Might want to give that a try, even though they're outage-averse.

[that1guy15]

TAC picked it up pretty quick. Its mostly me being stupid with how ASAs do tunnels.

Two things:

1) NAT Exemption was not in place for the new traffic flow so the default NAT was being used. I was under the impression the default NAT was checked last after everything. But I guess it goes first. OK...

2) It was mentioned earlier in the thread.
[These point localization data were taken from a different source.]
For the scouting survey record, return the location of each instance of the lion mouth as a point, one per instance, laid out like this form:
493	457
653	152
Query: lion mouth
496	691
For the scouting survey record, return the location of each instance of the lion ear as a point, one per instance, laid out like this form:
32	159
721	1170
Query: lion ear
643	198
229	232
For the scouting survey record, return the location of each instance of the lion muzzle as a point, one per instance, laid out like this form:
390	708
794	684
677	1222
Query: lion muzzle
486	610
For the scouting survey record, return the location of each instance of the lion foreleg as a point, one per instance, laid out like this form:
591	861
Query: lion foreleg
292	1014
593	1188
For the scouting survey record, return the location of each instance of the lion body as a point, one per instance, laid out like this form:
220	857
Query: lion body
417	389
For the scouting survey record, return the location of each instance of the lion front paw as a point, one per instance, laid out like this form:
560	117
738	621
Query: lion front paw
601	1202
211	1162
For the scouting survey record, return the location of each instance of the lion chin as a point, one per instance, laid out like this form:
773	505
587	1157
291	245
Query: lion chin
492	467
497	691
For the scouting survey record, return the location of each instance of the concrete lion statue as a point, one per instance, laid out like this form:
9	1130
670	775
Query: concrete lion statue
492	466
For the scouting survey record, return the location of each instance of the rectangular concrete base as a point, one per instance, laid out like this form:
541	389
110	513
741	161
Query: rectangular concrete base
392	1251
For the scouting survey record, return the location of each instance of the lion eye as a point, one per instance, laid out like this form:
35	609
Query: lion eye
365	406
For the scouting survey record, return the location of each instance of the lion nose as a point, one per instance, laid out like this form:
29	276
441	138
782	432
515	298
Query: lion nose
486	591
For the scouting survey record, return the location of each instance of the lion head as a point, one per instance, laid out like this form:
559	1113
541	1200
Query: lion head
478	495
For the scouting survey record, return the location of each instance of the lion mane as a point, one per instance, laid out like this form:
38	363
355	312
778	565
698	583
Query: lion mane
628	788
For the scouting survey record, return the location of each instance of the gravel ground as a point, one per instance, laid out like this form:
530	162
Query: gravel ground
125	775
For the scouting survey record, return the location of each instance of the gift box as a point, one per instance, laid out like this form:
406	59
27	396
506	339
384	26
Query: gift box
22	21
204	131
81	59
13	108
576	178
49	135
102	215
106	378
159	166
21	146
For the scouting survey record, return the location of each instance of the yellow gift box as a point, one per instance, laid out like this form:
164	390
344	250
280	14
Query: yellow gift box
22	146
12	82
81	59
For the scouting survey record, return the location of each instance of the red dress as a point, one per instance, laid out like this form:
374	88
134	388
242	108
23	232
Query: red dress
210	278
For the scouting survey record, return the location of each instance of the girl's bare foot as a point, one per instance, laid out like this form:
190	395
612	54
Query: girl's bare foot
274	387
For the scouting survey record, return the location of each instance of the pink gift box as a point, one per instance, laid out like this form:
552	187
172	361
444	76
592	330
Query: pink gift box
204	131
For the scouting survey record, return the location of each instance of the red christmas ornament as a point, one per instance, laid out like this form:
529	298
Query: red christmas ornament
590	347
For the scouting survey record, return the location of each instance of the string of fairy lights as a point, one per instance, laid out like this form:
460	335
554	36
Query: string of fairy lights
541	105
Interesting traffic being matched via ACL overlapped with the original tunnel so it would not stand up the new tunnel. I assumed since it matched different ACEs of the ACL it would differentiate between the two. I assumed wrong.

So working with the other end I have two options to move forward. Update the original tunnel with a secondary tunnel destination and have them kill the old tunnel on their end, or remove the old tunnel completely on my side and stand up the new tunnel.

It looks like that1guy needs to spend some time and get alot more familiar with the ASA line.